The research lays out a procedure for identifying ‘adaptation thresholds’ (the future situations we want to avoid), ‘triggers’ (the right moment to action an adaptation decision), and ‘signals’ (very early warning bells of climate change impacts). It provides decision-making guidance for local councils and for river and coastal hazard managers on how to adapt to and avoid climate change impacts.
“We want to support local capability and capacity for adaptation planning for changes to climate that will undoubtedly impact where we live and how we go about our business, as well as how we protect public safety, health, and well-being,” Dr Lawrence says.
The research was undertaken by a team lead from Te Herenga Waka–Victoria University of Wellington, with researchers from NIWA, Manaaki Whenua Landcare Research, and the University of Auckland, funded by the Deep South Challenge: Changing with our Climate.
The research explores how triggers and signals for coastal and riverine flooding can give councils enough time to develop adaptation actions.
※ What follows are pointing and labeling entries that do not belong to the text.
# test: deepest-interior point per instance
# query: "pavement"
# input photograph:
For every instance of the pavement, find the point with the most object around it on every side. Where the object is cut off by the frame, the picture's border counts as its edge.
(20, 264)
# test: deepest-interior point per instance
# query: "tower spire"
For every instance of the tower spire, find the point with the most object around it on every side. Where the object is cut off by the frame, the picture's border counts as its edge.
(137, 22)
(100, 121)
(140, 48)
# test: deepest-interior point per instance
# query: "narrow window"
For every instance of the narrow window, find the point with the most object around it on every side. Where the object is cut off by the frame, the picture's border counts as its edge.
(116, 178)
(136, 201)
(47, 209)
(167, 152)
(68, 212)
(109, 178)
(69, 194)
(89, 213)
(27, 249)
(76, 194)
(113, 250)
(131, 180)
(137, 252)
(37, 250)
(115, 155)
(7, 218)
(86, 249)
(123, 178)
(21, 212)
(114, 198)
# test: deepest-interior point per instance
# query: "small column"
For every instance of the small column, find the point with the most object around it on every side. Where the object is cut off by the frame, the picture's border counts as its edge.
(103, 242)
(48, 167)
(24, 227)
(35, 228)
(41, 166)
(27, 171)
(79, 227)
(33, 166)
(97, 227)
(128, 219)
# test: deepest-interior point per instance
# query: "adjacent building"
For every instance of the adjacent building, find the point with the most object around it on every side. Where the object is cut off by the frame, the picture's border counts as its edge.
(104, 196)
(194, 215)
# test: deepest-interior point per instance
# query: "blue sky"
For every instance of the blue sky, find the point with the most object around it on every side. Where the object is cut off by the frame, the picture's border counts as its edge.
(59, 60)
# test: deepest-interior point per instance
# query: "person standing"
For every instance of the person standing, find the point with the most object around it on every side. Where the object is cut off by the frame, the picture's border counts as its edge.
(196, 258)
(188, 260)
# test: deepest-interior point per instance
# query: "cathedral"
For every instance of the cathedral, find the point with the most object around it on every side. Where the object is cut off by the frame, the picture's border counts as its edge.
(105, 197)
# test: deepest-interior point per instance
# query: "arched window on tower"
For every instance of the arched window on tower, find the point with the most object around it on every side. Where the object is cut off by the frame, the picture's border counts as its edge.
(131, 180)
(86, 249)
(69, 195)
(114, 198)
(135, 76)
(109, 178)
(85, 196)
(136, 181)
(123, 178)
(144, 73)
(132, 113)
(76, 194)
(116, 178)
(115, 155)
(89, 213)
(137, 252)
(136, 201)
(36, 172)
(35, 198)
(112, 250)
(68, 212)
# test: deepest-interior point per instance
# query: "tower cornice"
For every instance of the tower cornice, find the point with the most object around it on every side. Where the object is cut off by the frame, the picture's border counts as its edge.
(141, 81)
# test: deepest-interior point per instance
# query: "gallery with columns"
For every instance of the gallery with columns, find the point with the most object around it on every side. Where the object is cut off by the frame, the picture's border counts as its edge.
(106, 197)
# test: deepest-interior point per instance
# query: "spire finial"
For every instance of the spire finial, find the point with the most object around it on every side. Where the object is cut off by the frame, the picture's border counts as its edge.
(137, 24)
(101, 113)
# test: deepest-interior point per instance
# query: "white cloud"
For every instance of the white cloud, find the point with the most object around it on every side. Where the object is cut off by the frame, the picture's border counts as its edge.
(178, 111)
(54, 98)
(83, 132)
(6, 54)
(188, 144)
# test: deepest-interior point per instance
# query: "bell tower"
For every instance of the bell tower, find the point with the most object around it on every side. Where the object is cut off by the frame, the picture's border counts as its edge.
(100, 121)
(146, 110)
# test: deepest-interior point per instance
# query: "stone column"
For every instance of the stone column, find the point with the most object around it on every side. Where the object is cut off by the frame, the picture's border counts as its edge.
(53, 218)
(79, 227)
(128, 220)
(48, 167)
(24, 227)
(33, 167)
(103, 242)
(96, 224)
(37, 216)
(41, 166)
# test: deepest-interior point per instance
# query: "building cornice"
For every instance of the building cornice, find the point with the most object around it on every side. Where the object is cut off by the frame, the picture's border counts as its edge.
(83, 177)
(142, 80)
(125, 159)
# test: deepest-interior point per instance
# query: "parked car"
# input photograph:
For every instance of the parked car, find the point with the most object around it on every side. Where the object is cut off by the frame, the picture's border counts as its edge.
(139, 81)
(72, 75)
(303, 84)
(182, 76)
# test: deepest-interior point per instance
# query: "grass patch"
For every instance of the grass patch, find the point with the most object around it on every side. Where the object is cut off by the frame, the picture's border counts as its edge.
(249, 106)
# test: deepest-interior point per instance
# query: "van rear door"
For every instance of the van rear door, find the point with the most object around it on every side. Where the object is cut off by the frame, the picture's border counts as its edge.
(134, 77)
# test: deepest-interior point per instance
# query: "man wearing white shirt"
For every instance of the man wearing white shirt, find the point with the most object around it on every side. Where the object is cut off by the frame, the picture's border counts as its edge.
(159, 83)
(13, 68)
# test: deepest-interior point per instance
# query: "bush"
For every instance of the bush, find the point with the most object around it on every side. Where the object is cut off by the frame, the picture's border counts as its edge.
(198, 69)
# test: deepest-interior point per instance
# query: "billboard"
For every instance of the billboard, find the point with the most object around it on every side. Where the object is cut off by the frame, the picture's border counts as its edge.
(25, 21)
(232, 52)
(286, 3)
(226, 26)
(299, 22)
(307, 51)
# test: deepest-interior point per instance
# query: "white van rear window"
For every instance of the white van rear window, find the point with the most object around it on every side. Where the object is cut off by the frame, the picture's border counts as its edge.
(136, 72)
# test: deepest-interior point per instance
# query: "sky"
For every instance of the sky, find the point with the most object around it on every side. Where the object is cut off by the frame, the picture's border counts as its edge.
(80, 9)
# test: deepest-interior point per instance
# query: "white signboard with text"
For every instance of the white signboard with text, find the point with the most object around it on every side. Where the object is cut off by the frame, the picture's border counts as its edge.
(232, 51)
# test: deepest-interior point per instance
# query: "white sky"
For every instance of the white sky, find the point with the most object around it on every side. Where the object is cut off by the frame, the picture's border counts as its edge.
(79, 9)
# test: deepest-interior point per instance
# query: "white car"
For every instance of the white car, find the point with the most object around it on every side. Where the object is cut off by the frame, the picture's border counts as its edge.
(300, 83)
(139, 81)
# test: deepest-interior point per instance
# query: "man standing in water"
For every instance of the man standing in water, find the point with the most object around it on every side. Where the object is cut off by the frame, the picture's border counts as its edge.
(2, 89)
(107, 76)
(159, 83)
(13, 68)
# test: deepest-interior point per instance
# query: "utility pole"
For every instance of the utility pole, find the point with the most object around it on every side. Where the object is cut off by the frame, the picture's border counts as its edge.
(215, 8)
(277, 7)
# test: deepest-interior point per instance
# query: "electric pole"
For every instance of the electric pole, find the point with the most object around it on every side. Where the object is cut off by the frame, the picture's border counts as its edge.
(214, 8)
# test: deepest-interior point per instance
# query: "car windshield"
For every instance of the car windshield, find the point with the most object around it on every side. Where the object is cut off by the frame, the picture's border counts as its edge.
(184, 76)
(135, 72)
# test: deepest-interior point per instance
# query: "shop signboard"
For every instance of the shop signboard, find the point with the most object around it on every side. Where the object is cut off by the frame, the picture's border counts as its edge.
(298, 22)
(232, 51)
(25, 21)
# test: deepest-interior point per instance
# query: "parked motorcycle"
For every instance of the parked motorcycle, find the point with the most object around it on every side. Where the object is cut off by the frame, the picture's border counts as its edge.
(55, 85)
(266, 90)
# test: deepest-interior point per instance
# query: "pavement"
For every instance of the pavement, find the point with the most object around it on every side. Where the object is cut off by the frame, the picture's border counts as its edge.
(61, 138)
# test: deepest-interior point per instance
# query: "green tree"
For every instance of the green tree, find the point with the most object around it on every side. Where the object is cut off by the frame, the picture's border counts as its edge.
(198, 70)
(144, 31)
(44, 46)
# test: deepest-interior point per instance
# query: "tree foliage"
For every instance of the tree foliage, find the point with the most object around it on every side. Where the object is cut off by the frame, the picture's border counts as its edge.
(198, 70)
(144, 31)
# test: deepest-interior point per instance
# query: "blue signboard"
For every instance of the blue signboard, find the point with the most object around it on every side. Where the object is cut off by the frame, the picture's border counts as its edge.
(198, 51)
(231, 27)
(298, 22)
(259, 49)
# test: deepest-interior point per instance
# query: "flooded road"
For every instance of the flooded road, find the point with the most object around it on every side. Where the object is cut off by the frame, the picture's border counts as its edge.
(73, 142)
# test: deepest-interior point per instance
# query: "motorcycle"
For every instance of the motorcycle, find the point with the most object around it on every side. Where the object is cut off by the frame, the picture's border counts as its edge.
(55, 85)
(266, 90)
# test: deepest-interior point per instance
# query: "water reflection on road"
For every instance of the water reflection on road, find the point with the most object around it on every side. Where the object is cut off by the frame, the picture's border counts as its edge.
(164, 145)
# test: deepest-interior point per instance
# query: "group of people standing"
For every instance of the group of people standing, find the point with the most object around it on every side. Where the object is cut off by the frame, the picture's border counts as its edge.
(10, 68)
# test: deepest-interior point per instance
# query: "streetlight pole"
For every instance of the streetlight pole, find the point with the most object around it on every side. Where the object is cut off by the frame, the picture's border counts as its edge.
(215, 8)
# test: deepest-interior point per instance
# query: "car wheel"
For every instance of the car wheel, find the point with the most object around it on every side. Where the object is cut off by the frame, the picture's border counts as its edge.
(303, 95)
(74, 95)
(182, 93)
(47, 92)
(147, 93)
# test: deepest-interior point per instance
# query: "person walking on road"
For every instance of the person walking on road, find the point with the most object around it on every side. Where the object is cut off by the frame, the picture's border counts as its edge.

They can create this time by making sure they build signals and trigger points into climate change planning in their local area as soon as possible, rather than waiting until costly damage is sustained due to climate change and response systems are overwhelmed, at which point dealing with these impacts is costly and challenging, Dr Lawrence says.
The research also shows the importance of integrating local knowledge and interests into plans tailored for specific areas.
“Our research has shown that signals and triggers for flooding that are tailored for different areas and different socio-economic settings are vital to creating effective adaptation measures and planning for climate change adaptation,” Dr Lawrence says.
The research also shows that different kinds of technical expertise in science, policy, and engagement are crucial to successful adaptation, Dr Lawrence says.